The participation of the employees in defining the new corporate culture is critical for success and is frequently not fully appreciated. Moreover, the lax observance of current values and principles means that many employees will not become truly aware of how important these factors are until they become involved in the definition of the new vision.
Accompaniment through this process by experienced consultants who support employees in both the definition of values and principles and the understanding of their relevance is very helpful in this situation.

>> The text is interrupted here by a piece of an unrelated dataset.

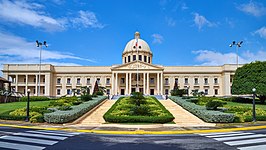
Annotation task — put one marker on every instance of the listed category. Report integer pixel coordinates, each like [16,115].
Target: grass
[4,107]
[262,106]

The larger the organization, the more difficult it is to involve all employees in the formulation of the corporate culture. This is why we usually begin by working with selected representatives from all units of the organization to compile an initial draft. We then utilize all the appropriate communications channels (including a feedback channel) to present the draft. The feedback from the organization is incorporated into what becomes the final version. Once it has been set, it must be anchored in the organization. We recommend a presentation of the defined values and principles at the next company event and collaboration with the employees in working groups to work out what impact the vision will have on their daily work.
Besides the definition of the important basics for action based on values and principles, i.e., the “how”, it is also necessary to describe the objective of joint action, i.e., the “what”. This kind of vision offers to employees a common goal that is viewed as worthwhile and gives meaning to their actions, which in turn fosters intrinsic motivation. This is true, however, only if the goal is not defined too concretely because otherwise the freedom of action and, with it, the creativity of individuals become too restricted.
The organization requires here persons with the ability to practice entrepreneurship in the company in lieu of the hierarchical controlling authorities of traditional enterprises. In an agile environment, this characteristic is cemented in the role of the product owner. A good product owner has an exciting vision for a product and generates enthusiasm in teams so that they devote their competence and creativity to the development of this solution. Transferred to the organization as a whole, it makes sense to establish a kind of scaled product owner role, e.g., in the form of a portfolio management. This position cultivates a cross-company vision that is broken down to specific products by product owners. Our approach for the build-up and establishment of such a portfolio management is founded on the approach of Continuous Exploration from the SAFe framework. This is fundamentally the continuous exploration of customer and market demands as well as the recognition and anticipation of trends. The application of the Design Thinking method has proved to be of value in our approach.
Agility changes, but also demands change
The renewal of a company with Company ReBuilding and the road to an agile organization begins with the triggering of a culture transformation. Without it, there will not be any lasting success, and the application of agile methods will be in vain. Changing the culture requires willpower and great discipline because of the entrenched habits of many years’ standing. Anyone who tackles the task with the attitude of wanting to turn everything around from one day to the next by handing down orders will as a rule fail miserably and also ruin any chances for transformation. “People always want everything to be different while at the same time wanting everything to stay the same,” said the Brazilian writer Paul Coelho. A good approach will be sure to carry people along during such a transformation and turn them into involved parties and not passive subjects. The realization of an exciting corporate culture that offers meaning to work can make possible the successful and long-lasting change to an agile organization that is necessary.